Valentino Garavani, icona senza tempo dell’alta moda italiana, è scomparso il 19 gennaio all’età di 93 anni. Oggi, la camera ardente a Roma accoglie chi desidera rendere omaggio a un maestro che ha trasformato il tessuto in poesia e il colore in leggenda. La sua scomparsa non chiude una storia: celebra una vita dedicata alla bellezza, all’eleganza e a un’idea di moda che continuerà a vivere nel mondo.
Nato a Voghera nel 1932, Valentino scelse Roma come patria della sua creatività. Nel 1959 fondò la Maison Valentino insieme a Giancarlo Giammetti, dando vita a un linguaggio estetico unico, dove ogni abito diventava un racconto di femminilità, lusso e perfezione sartoriale.
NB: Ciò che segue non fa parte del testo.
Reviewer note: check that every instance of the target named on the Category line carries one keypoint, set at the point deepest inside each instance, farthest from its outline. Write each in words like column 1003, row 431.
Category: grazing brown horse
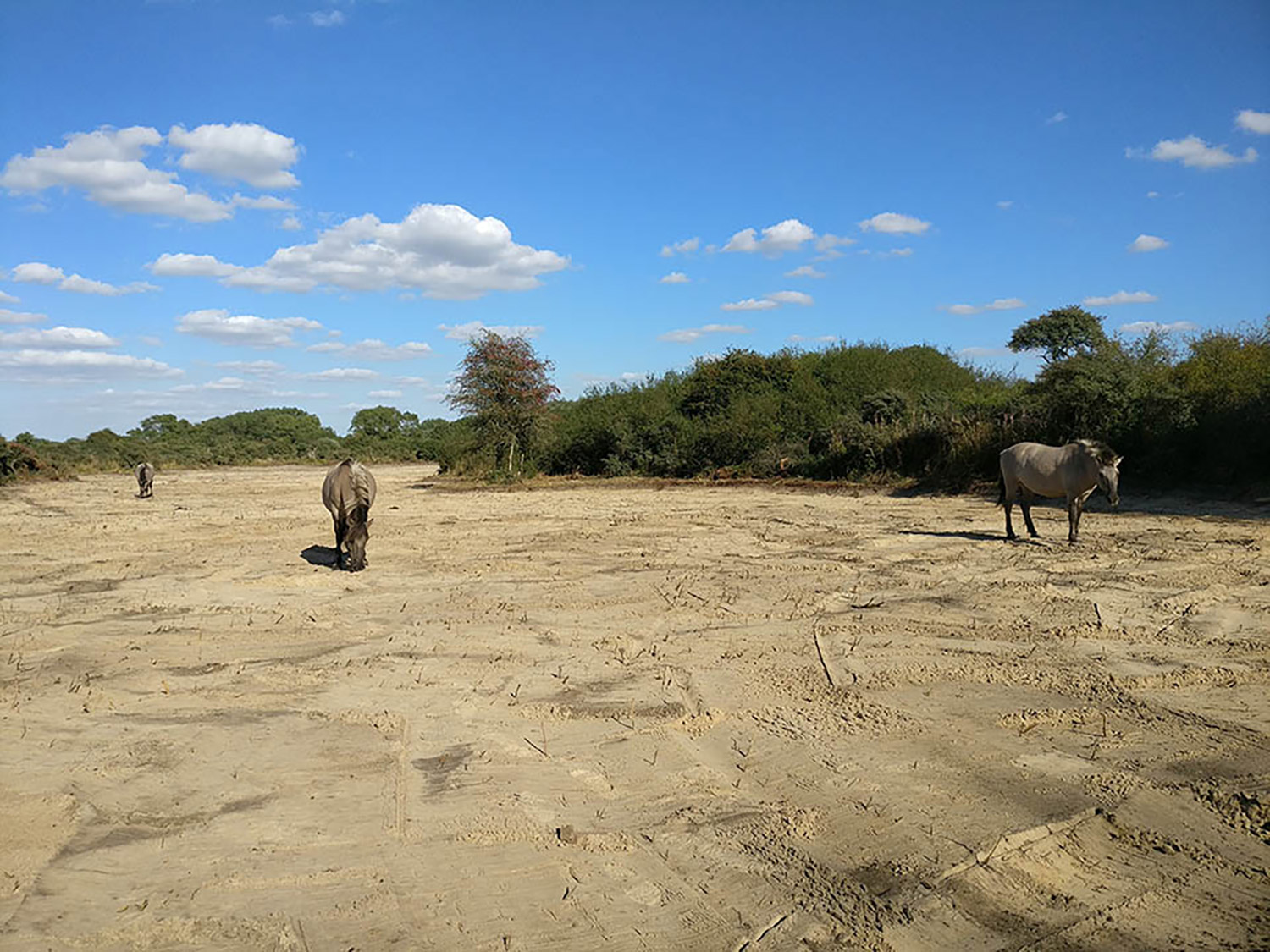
column 145, row 480
column 348, row 493
column 1074, row 471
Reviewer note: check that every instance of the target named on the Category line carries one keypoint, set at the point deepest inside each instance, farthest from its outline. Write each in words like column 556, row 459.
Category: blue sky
column 208, row 206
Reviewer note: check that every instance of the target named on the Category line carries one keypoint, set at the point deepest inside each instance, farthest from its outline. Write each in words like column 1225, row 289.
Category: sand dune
column 625, row 718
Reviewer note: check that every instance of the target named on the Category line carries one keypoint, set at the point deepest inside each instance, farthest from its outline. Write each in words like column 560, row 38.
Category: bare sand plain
column 605, row 716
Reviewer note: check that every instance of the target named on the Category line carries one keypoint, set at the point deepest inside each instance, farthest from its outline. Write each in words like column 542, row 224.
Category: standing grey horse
column 145, row 480
column 1074, row 471
column 348, row 493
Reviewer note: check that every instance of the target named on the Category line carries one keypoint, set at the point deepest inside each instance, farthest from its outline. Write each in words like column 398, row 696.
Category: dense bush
column 1191, row 414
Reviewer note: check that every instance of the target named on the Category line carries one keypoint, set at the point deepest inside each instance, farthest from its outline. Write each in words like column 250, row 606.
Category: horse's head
column 1109, row 479
column 356, row 543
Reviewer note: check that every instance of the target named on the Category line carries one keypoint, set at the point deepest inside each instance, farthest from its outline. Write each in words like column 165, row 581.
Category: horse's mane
column 1099, row 449
column 357, row 474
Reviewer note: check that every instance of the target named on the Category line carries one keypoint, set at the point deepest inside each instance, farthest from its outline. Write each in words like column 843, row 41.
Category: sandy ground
column 597, row 718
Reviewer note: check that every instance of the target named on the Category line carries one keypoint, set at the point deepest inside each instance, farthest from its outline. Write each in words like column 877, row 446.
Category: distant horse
column 348, row 493
column 1074, row 471
column 145, row 480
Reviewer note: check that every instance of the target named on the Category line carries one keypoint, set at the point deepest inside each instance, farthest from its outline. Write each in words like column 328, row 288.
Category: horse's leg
column 1025, row 499
column 1008, row 497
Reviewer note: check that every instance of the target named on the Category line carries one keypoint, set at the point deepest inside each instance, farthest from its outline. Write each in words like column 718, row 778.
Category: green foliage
column 1059, row 334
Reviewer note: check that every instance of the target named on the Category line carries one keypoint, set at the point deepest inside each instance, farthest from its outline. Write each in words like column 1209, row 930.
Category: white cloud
column 1120, row 297
column 688, row 335
column 1252, row 121
column 827, row 243
column 243, row 329
column 83, row 365
column 241, row 151
column 373, row 349
column 8, row 316
column 1196, row 154
column 789, row 235
column 1147, row 327
column 41, row 273
column 107, row 164
column 749, row 305
column 804, row 271
column 442, row 250
column 681, row 248
column 1147, row 243
column 474, row 329
column 258, row 368
column 58, row 338
column 187, row 266
column 345, row 373
column 792, row 297
column 1001, row 304
column 894, row 223
column 264, row 203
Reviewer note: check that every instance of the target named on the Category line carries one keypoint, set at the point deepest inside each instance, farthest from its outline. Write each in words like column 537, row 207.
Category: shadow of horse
column 975, row 536
column 322, row 555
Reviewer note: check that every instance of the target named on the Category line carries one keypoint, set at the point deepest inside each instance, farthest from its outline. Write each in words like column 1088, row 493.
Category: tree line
column 1181, row 414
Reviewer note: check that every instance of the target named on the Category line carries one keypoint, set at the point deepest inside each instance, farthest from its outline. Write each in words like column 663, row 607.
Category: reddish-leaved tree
column 505, row 386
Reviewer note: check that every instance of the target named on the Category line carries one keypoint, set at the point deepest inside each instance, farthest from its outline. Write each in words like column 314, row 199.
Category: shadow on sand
column 322, row 555
column 975, row 536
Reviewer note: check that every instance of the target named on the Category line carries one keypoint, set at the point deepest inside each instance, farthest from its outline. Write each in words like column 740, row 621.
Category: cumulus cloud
column 8, row 316
column 243, row 329
column 345, row 373
column 1147, row 327
column 681, row 248
column 749, row 305
column 804, row 271
column 894, row 223
column 474, row 329
column 58, row 338
column 1147, row 243
column 1120, row 297
column 41, row 273
column 792, row 297
column 789, row 235
column 1252, row 121
column 258, row 368
column 1195, row 152
column 107, row 164
column 61, row 366
column 243, row 151
column 442, row 250
column 373, row 349
column 1001, row 304
column 690, row 334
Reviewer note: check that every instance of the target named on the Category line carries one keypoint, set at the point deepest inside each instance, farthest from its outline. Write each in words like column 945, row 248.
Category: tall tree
column 1059, row 334
column 505, row 386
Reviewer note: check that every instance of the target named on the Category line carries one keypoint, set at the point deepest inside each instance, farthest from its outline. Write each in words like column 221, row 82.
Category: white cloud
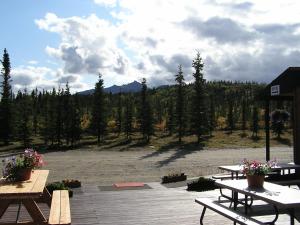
column 31, row 77
column 109, row 3
column 238, row 39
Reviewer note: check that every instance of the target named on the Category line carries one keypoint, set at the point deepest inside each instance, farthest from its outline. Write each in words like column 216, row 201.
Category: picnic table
column 274, row 194
column 31, row 192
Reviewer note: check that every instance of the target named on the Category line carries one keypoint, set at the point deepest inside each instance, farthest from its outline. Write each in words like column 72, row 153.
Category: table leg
column 3, row 206
column 292, row 216
column 246, row 204
column 235, row 200
column 47, row 197
column 34, row 211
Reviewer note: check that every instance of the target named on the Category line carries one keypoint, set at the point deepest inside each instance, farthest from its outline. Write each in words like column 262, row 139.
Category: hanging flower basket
column 255, row 181
column 24, row 174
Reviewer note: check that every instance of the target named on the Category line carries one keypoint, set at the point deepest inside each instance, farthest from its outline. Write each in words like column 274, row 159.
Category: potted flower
column 19, row 168
column 255, row 171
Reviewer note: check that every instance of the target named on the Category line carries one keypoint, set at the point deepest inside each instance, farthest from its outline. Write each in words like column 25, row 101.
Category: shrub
column 58, row 186
column 174, row 177
column 278, row 119
column 72, row 183
column 202, row 184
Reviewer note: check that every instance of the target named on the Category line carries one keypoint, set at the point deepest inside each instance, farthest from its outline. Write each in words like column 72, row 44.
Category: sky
column 54, row 42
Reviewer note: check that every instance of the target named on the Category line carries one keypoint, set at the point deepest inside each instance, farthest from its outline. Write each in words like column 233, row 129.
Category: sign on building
column 275, row 90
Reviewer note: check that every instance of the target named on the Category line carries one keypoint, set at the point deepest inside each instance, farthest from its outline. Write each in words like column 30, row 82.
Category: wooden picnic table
column 28, row 193
column 276, row 195
column 235, row 170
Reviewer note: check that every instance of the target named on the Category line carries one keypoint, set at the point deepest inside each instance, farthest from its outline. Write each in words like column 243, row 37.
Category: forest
column 61, row 119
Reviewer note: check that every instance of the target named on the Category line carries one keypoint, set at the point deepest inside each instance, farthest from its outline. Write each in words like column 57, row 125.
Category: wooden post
column 267, row 129
column 296, row 124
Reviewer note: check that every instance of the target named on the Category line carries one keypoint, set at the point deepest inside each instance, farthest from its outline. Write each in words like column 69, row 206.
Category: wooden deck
column 159, row 205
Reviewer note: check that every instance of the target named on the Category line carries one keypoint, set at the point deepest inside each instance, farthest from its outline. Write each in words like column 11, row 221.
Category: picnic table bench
column 32, row 192
column 228, row 213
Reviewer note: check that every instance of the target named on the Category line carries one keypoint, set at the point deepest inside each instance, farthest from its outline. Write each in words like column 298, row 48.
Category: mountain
column 126, row 88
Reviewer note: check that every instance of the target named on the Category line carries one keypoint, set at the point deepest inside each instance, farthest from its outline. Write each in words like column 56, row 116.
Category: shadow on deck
column 158, row 205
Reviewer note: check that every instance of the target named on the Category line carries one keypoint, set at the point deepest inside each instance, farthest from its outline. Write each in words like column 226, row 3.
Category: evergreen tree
column 199, row 109
column 75, row 125
column 180, row 103
column 98, row 110
column 212, row 115
column 255, row 121
column 170, row 118
column 244, row 116
column 35, row 110
column 67, row 113
column 128, row 117
column 145, row 113
column 5, row 104
column 119, row 113
column 59, row 129
column 45, row 132
column 52, row 117
column 230, row 119
column 24, row 123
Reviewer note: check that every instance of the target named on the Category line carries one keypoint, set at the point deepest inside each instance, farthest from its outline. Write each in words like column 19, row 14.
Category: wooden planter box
column 173, row 178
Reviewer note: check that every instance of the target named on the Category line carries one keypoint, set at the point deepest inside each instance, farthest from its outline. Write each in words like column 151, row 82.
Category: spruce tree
column 75, row 120
column 180, row 103
column 59, row 116
column 35, row 110
column 199, row 115
column 67, row 113
column 170, row 118
column 119, row 113
column 98, row 110
column 128, row 117
column 244, row 117
column 145, row 113
column 5, row 104
column 212, row 115
column 24, row 123
column 255, row 121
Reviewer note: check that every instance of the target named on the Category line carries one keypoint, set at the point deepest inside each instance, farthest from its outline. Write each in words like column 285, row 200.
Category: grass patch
column 163, row 142
column 202, row 184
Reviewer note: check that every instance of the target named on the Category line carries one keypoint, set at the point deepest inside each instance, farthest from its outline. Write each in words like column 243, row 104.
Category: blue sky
column 58, row 41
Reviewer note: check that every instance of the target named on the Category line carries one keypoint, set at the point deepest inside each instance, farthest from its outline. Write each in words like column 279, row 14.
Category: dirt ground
column 147, row 165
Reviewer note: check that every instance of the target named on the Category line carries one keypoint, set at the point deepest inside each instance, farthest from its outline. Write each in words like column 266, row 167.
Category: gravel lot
column 147, row 165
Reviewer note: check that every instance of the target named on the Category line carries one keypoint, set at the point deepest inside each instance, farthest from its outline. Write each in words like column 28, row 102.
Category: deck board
column 159, row 205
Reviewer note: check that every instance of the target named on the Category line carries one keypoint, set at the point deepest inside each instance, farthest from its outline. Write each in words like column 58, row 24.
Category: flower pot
column 24, row 174
column 255, row 181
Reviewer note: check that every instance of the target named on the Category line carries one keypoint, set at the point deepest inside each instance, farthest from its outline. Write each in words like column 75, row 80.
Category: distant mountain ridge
column 126, row 88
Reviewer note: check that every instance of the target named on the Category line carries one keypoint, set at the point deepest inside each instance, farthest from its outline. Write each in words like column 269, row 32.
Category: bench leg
column 34, row 211
column 4, row 205
column 202, row 215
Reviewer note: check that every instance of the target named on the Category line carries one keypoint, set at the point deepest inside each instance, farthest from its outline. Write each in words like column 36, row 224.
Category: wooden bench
column 230, row 214
column 286, row 182
column 60, row 208
column 226, row 176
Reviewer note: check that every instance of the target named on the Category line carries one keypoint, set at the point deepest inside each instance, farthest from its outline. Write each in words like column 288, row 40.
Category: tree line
column 61, row 118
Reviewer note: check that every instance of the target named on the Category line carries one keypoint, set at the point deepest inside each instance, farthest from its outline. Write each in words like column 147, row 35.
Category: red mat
column 129, row 184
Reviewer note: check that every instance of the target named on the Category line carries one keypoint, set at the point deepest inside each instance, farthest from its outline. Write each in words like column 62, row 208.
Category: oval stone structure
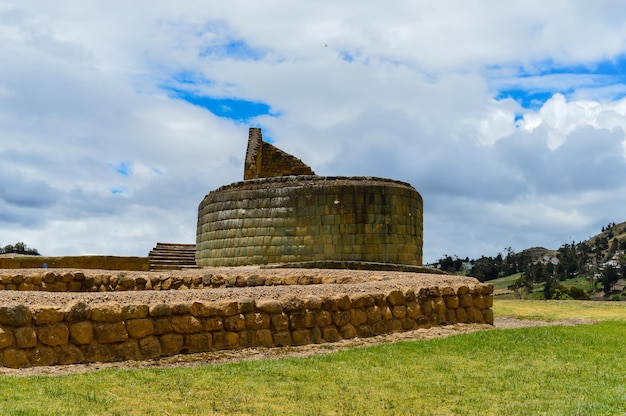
column 310, row 218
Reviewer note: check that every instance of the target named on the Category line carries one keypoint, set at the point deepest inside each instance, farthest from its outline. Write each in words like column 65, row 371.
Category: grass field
column 560, row 370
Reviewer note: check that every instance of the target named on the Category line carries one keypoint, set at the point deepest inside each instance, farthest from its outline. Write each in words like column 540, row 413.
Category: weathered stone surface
column 396, row 297
column 41, row 356
column 213, row 324
column 81, row 333
column 139, row 328
column 48, row 315
column 203, row 309
column 53, row 334
column 270, row 306
column 25, row 337
column 160, row 309
column 18, row 315
column 257, row 320
column 6, row 338
column 301, row 337
column 280, row 322
column 106, row 313
column 234, row 323
column 163, row 325
column 186, row 324
column 135, row 311
column 15, row 358
column 197, row 342
column 171, row 343
column 106, row 333
column 69, row 354
column 150, row 347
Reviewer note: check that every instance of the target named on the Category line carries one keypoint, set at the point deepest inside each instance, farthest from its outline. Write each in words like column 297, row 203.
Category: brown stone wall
column 264, row 160
column 82, row 333
column 76, row 262
column 310, row 218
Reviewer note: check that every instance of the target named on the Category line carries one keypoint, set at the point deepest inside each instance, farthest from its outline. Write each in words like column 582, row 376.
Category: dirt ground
column 253, row 354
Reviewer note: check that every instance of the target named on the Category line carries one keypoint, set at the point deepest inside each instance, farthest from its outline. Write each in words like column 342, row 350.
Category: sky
column 118, row 117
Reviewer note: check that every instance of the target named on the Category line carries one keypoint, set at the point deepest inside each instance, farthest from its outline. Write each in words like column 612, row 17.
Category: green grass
column 501, row 284
column 561, row 370
column 557, row 310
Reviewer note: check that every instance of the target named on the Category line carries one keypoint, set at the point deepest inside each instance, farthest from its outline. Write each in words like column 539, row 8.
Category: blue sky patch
column 535, row 84
column 346, row 56
column 235, row 109
column 527, row 99
column 123, row 168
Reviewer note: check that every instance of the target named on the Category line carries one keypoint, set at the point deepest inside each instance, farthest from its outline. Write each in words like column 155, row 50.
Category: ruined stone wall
column 310, row 218
column 76, row 262
column 83, row 333
column 264, row 160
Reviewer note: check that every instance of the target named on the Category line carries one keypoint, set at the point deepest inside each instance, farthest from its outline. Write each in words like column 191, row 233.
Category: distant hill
column 536, row 253
column 599, row 243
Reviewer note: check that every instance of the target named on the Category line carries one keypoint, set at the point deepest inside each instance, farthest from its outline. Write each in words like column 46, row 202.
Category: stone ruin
column 282, row 213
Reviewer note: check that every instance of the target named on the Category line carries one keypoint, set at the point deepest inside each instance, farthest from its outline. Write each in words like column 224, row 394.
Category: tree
column 610, row 276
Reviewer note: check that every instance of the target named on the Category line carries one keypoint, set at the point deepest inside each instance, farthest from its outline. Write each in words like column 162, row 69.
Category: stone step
column 172, row 256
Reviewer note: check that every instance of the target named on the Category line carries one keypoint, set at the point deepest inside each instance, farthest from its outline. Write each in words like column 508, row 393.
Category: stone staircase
column 171, row 256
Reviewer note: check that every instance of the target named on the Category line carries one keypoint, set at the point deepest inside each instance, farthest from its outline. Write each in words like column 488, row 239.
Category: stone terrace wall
column 83, row 333
column 310, row 218
column 76, row 262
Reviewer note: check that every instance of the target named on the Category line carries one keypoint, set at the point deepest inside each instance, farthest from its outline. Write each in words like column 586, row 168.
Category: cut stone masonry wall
column 310, row 218
column 82, row 333
column 264, row 160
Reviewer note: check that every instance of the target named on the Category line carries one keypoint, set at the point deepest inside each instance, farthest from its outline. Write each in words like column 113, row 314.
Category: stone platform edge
column 83, row 333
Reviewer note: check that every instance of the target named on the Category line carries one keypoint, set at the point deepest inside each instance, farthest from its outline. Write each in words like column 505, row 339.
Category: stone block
column 330, row 334
column 357, row 317
column 150, row 347
column 106, row 313
column 69, row 354
column 197, row 342
column 139, row 328
column 42, row 356
column 347, row 331
column 269, row 306
column 171, row 343
column 161, row 309
column 18, row 315
column 364, row 331
column 81, row 333
column 15, row 358
column 280, row 321
column 466, row 300
column 48, row 315
column 227, row 308
column 257, row 320
column 235, row 323
column 127, row 350
column 135, row 311
column 396, row 297
column 25, row 337
column 53, row 334
column 109, row 332
column 186, row 324
column 300, row 337
column 263, row 338
column 413, row 310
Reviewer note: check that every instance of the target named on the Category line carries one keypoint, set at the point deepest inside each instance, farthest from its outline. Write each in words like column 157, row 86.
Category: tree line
column 601, row 260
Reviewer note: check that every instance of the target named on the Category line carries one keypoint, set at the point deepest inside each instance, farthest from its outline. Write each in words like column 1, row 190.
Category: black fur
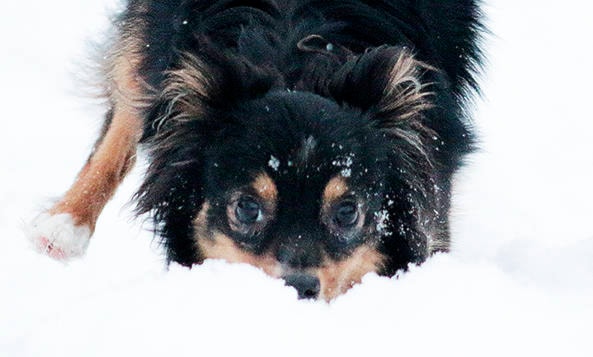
column 279, row 72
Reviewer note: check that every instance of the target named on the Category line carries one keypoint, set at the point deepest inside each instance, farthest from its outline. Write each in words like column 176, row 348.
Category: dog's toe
column 58, row 236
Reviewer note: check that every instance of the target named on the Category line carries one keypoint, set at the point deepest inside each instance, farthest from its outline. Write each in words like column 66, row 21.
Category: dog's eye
column 346, row 214
column 248, row 210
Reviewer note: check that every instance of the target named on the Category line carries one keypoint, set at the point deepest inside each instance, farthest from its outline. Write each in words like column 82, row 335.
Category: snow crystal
column 345, row 163
column 382, row 217
column 274, row 163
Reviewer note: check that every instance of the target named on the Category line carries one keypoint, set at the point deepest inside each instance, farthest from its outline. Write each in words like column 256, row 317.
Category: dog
column 313, row 139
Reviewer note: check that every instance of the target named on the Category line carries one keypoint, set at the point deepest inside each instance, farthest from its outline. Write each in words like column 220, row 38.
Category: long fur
column 407, row 66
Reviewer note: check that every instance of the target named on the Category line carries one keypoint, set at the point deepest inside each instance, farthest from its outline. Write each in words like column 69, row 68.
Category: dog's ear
column 184, row 119
column 394, row 90
column 216, row 80
column 387, row 82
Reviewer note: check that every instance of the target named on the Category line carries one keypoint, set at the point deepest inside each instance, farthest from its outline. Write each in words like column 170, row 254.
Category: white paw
column 58, row 237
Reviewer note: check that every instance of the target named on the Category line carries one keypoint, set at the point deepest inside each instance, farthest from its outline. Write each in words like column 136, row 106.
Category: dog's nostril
column 307, row 286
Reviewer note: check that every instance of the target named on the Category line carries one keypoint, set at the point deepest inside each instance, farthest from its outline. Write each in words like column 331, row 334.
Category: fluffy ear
column 214, row 80
column 187, row 114
column 386, row 81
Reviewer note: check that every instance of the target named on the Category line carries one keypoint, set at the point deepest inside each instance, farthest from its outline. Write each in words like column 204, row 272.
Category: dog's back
column 294, row 37
column 315, row 139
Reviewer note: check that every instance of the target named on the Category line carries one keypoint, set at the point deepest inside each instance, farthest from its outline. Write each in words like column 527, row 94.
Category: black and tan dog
column 314, row 139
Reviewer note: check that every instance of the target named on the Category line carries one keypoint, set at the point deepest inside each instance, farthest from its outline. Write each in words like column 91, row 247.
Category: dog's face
column 317, row 190
column 294, row 187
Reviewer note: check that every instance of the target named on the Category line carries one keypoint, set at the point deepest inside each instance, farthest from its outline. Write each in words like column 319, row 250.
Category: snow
column 518, row 282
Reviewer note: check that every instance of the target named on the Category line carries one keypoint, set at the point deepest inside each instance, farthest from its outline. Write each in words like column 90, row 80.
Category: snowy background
column 518, row 282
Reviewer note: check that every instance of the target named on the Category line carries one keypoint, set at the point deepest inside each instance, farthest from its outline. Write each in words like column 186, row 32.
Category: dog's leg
column 64, row 230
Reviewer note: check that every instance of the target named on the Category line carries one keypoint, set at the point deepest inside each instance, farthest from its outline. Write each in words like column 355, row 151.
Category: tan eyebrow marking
column 265, row 188
column 335, row 188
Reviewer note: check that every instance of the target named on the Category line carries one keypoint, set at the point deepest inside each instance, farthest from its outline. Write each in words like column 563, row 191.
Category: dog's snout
column 307, row 286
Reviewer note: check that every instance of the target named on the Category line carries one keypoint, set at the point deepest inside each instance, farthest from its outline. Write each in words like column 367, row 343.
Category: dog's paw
column 58, row 236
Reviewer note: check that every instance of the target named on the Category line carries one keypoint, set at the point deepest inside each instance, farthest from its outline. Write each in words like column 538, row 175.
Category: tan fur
column 335, row 188
column 266, row 188
column 405, row 94
column 219, row 246
column 103, row 173
column 337, row 277
column 115, row 152
column 185, row 89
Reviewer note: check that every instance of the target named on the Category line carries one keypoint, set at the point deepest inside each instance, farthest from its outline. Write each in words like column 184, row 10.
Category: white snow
column 58, row 236
column 274, row 163
column 519, row 281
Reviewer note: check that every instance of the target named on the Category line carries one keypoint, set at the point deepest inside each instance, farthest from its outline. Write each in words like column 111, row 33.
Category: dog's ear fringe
column 213, row 80
column 386, row 81
column 390, row 85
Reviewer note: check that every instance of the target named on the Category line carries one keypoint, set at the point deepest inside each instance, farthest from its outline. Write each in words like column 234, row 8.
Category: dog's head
column 315, row 188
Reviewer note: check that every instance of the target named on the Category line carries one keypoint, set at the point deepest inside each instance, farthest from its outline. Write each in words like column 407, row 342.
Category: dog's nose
column 307, row 286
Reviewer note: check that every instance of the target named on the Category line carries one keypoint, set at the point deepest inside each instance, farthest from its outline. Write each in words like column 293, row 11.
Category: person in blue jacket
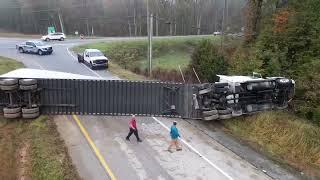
column 174, row 133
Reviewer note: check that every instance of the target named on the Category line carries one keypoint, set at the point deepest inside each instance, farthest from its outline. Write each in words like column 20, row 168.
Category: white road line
column 75, row 58
column 196, row 151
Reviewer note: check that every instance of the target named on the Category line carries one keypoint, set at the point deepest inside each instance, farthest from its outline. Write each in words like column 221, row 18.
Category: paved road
column 130, row 160
column 60, row 60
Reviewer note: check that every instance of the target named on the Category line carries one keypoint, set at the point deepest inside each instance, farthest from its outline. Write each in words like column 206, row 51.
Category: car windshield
column 39, row 43
column 95, row 54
Il celebre “rosso Valentino” è diventato simbolo universale del suo stile, e i suoi abiti hanno vestito regine, star e first lady: da Jacqueline Kennedy a Elizabeth Taylor, da Sophia Loren a Julia Roberts, che nel 2001 ritirò l’Oscar indossando un suo iconico abito bianco e nero.
Dopo il ritiro dalle passerelle nel 2008, la Maison ha continuato a prosperare sotto grandi gruppi del lusso. Oggi è controllata dal fondo qatariota Mayhoola, con quote strategiche di Kering, e viene valutata circa 5 miliardi di euro. Questa cifra non rappresenta solo il valore economico del brand, ma anche il peso culturale e simbolico di un nome che ha definito l’idea di eleganza italiana nel mondo.
Il patrimonio personale di Valentino è stimato intorno a 1,5 miliardi di dollari, tra investimenti immobiliari, opere d’arte e beni preziosi. Senza eredi diretti, gran parte dei suoi beni è organizzata tramite fondazioni e strutture patrimoniali, per preservare l’eredità culturale e sostenere progetti artistici, educativi e filantropici.
Valentino vive in ogni drappeggio perfetto, in ogni linea scolpita con grazia, in quell’idea che la bellezza, quando è autentica, non muore mai. E forse è proprio questo il suo ultimo grande capolavoro: un sogno in rosso che continuerà a illuminare il mondo della moda e il cuore di chi lo ha amato.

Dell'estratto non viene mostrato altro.